Hi there, Pomp, I'm hopping in for a review.
I have to admit that I'm mixed on this one. I see that this is the first in a series, and I would like to see a series of poems that are connected coming from you, but I don't see this to be your best work and you might want to do a rewrite. I believe that this is an interesting concept, and that's what it is--a concept.
One that hasn't been fully fleshed out to your full potential. Agreeing with Hannah, I love the language and word choice that you use in this poem, similar in quality to many other pieces of yours. I found to be the thread to tie these stanzas together to be too thin this time for my liking.
We can see as the reader that you play with the sun, the moon, and the earth, but I don't believe that it goes anywhere. Where is the overarching theme of this piece? I couldn't find anything bigger behind these concepts, and I believe if you wrapped it up in a different way with a line that states these are all concepts, I would have a better perception overall. I believe that something akin to, 'a realization: these are concepts, and that is how they will stay'.

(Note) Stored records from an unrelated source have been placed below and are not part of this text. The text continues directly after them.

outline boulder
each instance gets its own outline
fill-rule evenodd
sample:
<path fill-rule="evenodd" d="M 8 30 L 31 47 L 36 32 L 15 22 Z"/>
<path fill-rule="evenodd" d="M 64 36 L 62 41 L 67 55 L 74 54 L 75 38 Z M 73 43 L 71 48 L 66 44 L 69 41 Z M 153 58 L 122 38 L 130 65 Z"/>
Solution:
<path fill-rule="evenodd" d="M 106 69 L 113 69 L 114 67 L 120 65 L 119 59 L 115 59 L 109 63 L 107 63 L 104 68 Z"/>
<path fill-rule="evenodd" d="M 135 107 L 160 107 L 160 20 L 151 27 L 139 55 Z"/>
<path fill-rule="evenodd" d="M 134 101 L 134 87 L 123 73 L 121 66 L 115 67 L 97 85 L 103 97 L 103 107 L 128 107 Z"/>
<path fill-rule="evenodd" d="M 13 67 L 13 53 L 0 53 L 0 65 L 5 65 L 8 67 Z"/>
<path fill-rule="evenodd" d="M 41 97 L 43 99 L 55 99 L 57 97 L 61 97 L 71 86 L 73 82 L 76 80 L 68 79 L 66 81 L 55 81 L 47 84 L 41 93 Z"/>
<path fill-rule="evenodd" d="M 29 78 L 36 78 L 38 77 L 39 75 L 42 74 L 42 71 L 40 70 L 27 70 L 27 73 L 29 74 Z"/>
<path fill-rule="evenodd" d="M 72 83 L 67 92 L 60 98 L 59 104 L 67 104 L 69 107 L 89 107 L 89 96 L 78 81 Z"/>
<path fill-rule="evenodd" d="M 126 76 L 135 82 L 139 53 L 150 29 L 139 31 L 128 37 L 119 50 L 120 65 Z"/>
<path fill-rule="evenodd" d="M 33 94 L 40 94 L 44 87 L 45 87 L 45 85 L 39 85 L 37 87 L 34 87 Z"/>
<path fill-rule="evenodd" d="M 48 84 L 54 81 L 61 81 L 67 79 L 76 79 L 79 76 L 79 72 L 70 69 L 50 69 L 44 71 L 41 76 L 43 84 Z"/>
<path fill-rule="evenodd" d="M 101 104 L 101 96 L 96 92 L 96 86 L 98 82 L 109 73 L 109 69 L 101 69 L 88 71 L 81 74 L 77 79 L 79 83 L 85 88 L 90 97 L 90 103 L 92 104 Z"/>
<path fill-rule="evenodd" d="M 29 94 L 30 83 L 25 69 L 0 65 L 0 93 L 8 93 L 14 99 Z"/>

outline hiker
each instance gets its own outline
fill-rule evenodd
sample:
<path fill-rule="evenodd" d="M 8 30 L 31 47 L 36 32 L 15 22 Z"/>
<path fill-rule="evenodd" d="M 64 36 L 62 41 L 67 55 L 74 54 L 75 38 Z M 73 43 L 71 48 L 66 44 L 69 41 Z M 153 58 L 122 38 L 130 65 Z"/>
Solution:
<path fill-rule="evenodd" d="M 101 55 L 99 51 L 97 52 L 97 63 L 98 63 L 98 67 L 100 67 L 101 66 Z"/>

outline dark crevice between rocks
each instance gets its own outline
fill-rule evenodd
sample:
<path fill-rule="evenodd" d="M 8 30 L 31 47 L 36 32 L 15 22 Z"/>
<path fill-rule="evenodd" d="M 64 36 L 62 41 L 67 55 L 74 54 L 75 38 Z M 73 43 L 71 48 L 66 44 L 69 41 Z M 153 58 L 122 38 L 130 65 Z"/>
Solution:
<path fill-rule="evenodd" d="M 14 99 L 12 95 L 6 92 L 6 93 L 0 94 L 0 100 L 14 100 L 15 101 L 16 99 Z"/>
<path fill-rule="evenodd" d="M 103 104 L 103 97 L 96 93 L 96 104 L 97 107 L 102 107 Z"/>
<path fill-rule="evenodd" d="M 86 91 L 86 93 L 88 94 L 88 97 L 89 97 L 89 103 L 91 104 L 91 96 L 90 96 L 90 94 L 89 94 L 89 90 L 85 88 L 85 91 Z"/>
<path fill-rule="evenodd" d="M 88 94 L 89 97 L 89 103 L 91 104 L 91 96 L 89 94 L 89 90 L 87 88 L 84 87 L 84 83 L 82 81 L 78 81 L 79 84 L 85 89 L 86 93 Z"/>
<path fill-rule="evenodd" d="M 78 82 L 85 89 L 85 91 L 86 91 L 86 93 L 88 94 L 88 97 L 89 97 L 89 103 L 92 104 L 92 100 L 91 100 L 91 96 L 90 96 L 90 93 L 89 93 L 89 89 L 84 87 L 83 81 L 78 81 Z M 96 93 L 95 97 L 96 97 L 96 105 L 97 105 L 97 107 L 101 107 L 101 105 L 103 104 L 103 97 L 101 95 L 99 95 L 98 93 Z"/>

Of course, it wouldn't have to be exactly that. That'd be my ideal ending, anyway, and by no means do you have to listen to me in that. As always, I love the imagery in this piece, which has become a regular compliment for me to say for your poetry because your imagery is consistently solid, though I would like to see you tackle other aspects and concepts. I would like to see how these poems end up connecting in thematically, since there's no storyline to it, so we'll see how that ends up turning out!
If you have any questions, don't be afraid to ask! I hope I helped and have a great day.